In some possible embodiments, after determining the audio recognition model based on the first coding layer in the first target network, further comprising:

acquiring an audio style dataset; the audio style data set comprises N first audio clips corresponding to the audio styles; wherein N is a positive integer greater than 1;

carrying out logarithmic mel feature extraction or mel cepstrum coefficient feature extraction on each first audio fragment in the audio style data set to obtain third audio feature information corresponding to each first audio fragment;

inputting third audio characteristic information corresponding to each first audio fragment into an audio recognition model to obtain first coding characteristic information corresponding to each first audio fragment;

classifying the audio style data set into a plurality of first audio fragment sets based on the first coding feature information corresponding to each first audio fragment; each first audio clip set includes at least one first audio clip in the audio style data set;

when the number of the first audio fragment sets satisfies N, it is determined that the audio recognition model verification is successful.
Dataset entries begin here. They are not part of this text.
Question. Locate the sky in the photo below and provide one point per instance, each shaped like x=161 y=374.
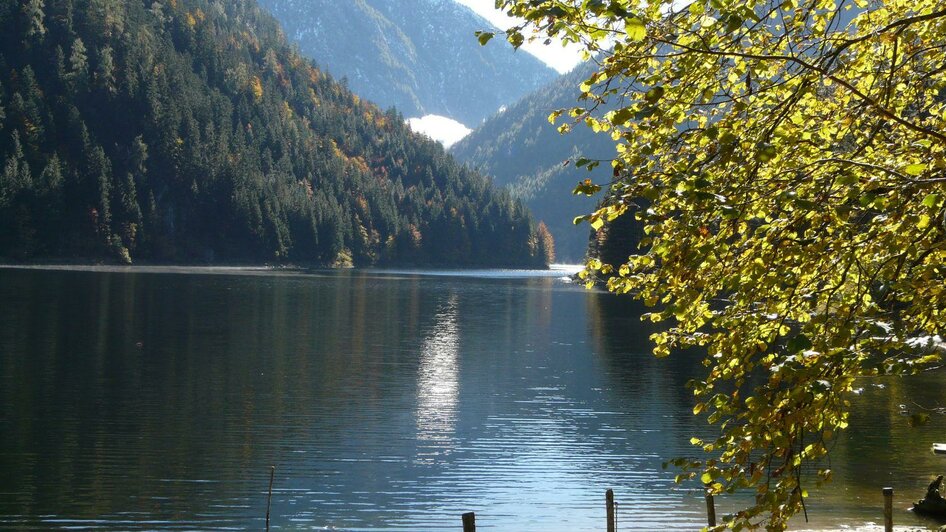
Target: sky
x=554 y=55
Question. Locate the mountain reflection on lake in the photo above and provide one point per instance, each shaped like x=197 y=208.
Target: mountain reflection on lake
x=387 y=400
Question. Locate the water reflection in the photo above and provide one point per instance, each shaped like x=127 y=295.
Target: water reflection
x=144 y=401
x=438 y=384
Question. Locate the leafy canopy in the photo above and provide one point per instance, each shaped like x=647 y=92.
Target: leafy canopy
x=787 y=160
acquiring an audio scene data set; the audio scene data set comprises second audio clips corresponding to the M audio scenes; wherein M is a positive integer greater than 1;

carrying out logarithmic mel feature extraction or mel cepstrum coefficient feature extraction on each second audio fragment in the audio scene data set to obtain fourth audio feature information corresponding to each second audio fragment;

inputting fourth audio characteristic information corresponding to each second audio fragment into an audio recognition model to obtain second coding characteristic information corresponding to each second audio fragment;

Classifying the audio scene data set into a plurality of second audio fragment sets based on the second coding feature information corresponding to each second audio fragment; each second set of audio segments comprises at least one second audio segment in the acoustic scene data set;

when the number of the second audio fragment sets satisfies M, it is determined that the audio recognition model verification is successful.

In some possible embodiments, the first encoding layer and the second encoding layer are both a residual network of 38 layers.
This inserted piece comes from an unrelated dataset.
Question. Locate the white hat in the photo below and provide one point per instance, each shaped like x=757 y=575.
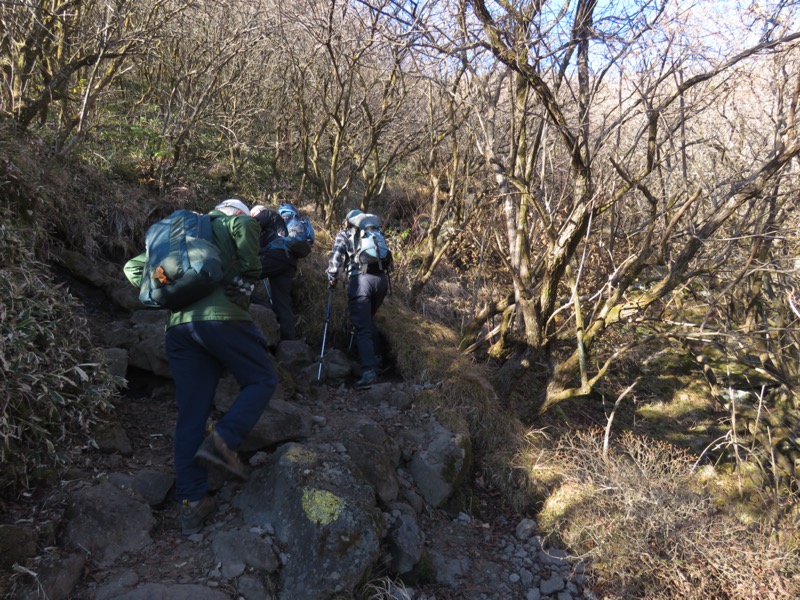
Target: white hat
x=350 y=217
x=233 y=206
According to a second aspect of embodiments of the present disclosure, there is provided an audio recognition method, including:

Acquiring audio to be identified;

Inputting the audio to be identified into an audio identification model obtained by training according to an audio identification model training method to obtain coding characteristic information of the audio to be identified;

and determining style information and/or scene information of the audio to be identified based on the coding feature information of the audio to be identified.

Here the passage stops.